Since the events of November, I have wanted to follow the news more closely. I discovered that staying on top of current events is hard.

Using Twitter for news, my general strategy for the last few years, is becoming more and more difficult. Lately I have settled on getting most of my news from The New York Times’ Daily Podcast and the Vox Sentences Newsletter.

Finding news is easy, but finding news that I completely trust is a bit more difficult. There are news organizations that I generally trust, but I find even they will post things that are misleading or missing important context1.

Jimmy Wales, the founder of Wikipedia, hopes to have a solution to the problem of untrustworthy news. That solution is Wikitribune.

Wikitribune will have four tent pole ideas that it will set it apart from other news platforms.

  1. Always show sources.

This one is big for transparency. Allowing the reader to know where all the information that they are getting comes from will go a long way toward being able to trust what they say.

My big question on this point is how they will handle situations where the source needs to be anonymous.
2. No ads. Everything is free.

For me, this is the biggest one. No ads has two big advantages.

First, the reading experience will be nice. Websites that don’t have ads look nicer and are more enjoyable to read.

Second (and more importantly), the incentives of the site will align with the users. Websites that are ad-driven have a build in incentive to get page views. An exaggerated story about Trump will get more page views than the real story, so their business incentive goes against good journalism.

  1. Journalists work with the community.

This one it the most interesting and the most unknown of the four. Similarly to Wikipedia, members of the community will be able to offer edits and fixes for articles. These edits will have to be approved by one of the journalists.

Out of everything, this is biggest differentiator between Wikitribune and other news outlets.

  1. All financials are public.

All of the content on Wikitribune will be free to everyone. It will be financially supported by people donating regularly. As a part of that, they will regularly publish all of their financial information.

I have no idea if a site like Wikitribune can work, but I really like the idea.

They are currently doing a month-long pledge to raise enough money to hire 10 journalists. They hope to launch the site this fall.

I pledged $10/month2. If you want good journalism, I encourage you to consider donating as well3.

You can donate at

Update: Jimmy Wales did a Reddit AMA about the site, where he answered my big question about anonymous sourcing.

So basically, I don’t propose an absolute ban on anonymous sourcing – just a “strict scrutiny” approach.

The entire AMA is probably worth looking though if you are on the fence about supporting.

  1. Quick note about my biggest pet peeve on reporting over the Trump administration – I hate it when publications exaggerate something that the Trump does or says.

    Don’t get me wrong, he does and says a bunch of stupid stuff; but they are not doing their readers any favors by making things sound worse than they are.
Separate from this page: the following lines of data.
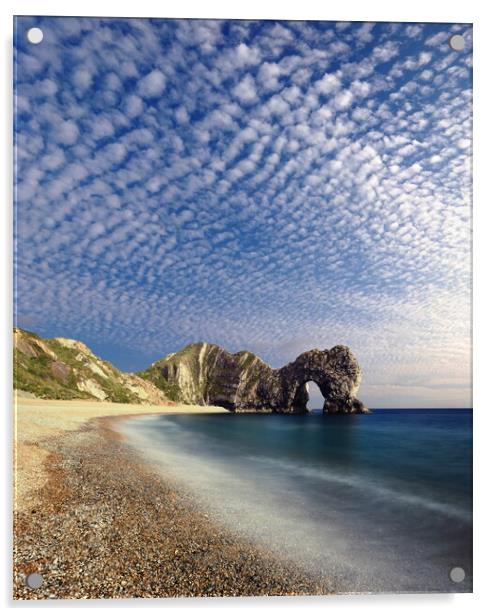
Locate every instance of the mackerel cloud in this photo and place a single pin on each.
(273, 186)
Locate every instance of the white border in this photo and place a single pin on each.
(475, 11)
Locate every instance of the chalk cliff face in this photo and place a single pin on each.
(205, 373)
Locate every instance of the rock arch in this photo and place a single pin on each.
(204, 373)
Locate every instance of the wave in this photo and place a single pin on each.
(365, 484)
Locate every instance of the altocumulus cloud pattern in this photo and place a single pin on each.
(275, 186)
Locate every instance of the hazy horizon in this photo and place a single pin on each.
(269, 186)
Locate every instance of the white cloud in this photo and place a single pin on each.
(66, 132)
(246, 90)
(152, 84)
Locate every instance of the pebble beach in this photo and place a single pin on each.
(97, 521)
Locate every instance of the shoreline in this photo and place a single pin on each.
(101, 522)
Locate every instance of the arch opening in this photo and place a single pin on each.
(315, 398)
(308, 397)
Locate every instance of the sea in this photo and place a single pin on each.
(374, 503)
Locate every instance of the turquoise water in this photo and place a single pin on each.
(377, 503)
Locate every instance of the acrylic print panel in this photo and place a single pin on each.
(232, 240)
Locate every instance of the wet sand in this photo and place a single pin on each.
(97, 521)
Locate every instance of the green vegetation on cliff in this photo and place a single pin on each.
(65, 369)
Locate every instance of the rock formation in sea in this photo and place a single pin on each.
(204, 373)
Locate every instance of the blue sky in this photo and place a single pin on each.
(271, 186)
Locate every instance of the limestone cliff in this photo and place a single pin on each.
(204, 373)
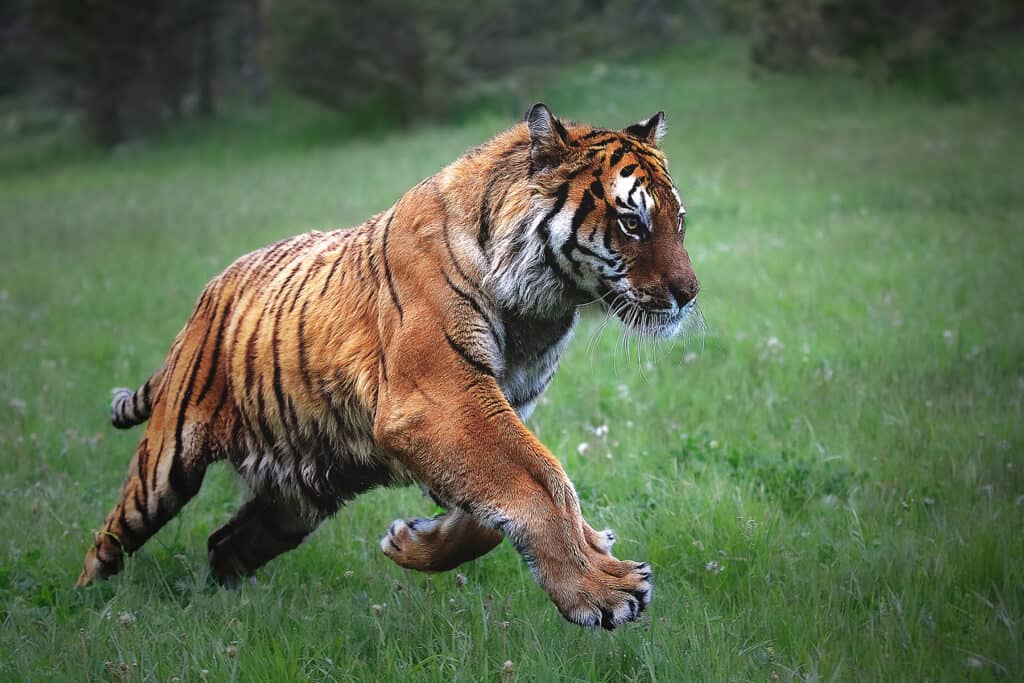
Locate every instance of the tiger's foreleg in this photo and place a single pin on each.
(454, 538)
(460, 437)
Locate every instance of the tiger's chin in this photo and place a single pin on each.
(659, 323)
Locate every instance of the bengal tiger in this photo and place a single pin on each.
(411, 349)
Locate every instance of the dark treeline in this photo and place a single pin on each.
(130, 69)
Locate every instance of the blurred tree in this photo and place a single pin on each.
(407, 58)
(128, 67)
(877, 36)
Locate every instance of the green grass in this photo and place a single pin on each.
(828, 483)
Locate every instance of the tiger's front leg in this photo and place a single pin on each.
(448, 421)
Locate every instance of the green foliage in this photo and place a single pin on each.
(943, 47)
(404, 59)
(828, 483)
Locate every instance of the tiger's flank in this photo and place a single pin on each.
(410, 350)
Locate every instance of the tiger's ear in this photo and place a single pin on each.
(650, 131)
(549, 139)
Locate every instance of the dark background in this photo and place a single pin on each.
(119, 71)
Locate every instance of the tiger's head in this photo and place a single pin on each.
(608, 221)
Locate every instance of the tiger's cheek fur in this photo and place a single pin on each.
(413, 345)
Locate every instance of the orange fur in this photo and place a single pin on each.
(409, 349)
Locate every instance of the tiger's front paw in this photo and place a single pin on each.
(404, 544)
(612, 594)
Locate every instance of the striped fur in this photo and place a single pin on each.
(409, 349)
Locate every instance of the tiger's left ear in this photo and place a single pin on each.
(650, 131)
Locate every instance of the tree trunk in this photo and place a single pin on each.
(207, 67)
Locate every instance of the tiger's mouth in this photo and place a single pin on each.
(660, 322)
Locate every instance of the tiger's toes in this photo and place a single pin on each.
(403, 544)
(607, 600)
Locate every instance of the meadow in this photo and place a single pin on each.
(827, 480)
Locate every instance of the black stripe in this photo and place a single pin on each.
(330, 274)
(616, 156)
(130, 538)
(560, 197)
(473, 363)
(476, 306)
(216, 350)
(298, 291)
(484, 236)
(387, 268)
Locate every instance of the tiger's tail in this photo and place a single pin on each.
(133, 408)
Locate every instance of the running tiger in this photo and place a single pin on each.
(411, 349)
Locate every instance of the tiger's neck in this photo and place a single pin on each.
(495, 229)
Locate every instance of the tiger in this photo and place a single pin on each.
(411, 349)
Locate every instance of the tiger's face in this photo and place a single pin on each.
(616, 227)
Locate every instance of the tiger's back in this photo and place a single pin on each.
(410, 349)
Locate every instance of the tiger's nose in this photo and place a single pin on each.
(683, 291)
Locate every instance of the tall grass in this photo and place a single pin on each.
(827, 481)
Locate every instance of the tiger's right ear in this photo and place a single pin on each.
(549, 139)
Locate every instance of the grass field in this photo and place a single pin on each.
(827, 482)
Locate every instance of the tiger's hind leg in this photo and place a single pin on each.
(159, 483)
(438, 544)
(259, 531)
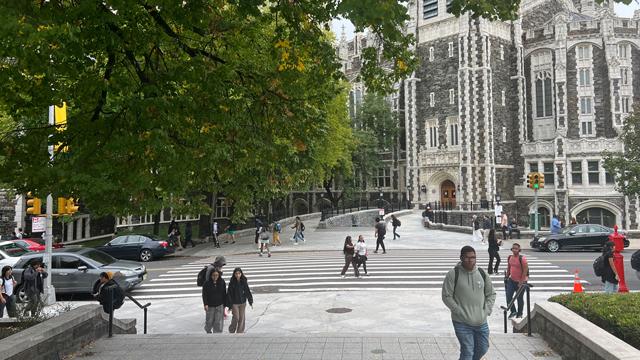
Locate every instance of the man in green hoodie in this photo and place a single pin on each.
(468, 293)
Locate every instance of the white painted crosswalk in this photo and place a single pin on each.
(313, 272)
    They are providing ammunition for him to call you #fakenews and, frankly, he could be correct. The last thing we want is for publications to lose their credibility so they are not taken seriously when there is something important that needs to be reported.

    Okay, end rant. 

  2. Unfortunately, they do not accept Apple Pay as a form of payment. 
  3. If their funding goal is not reached, all the donations will be refunded.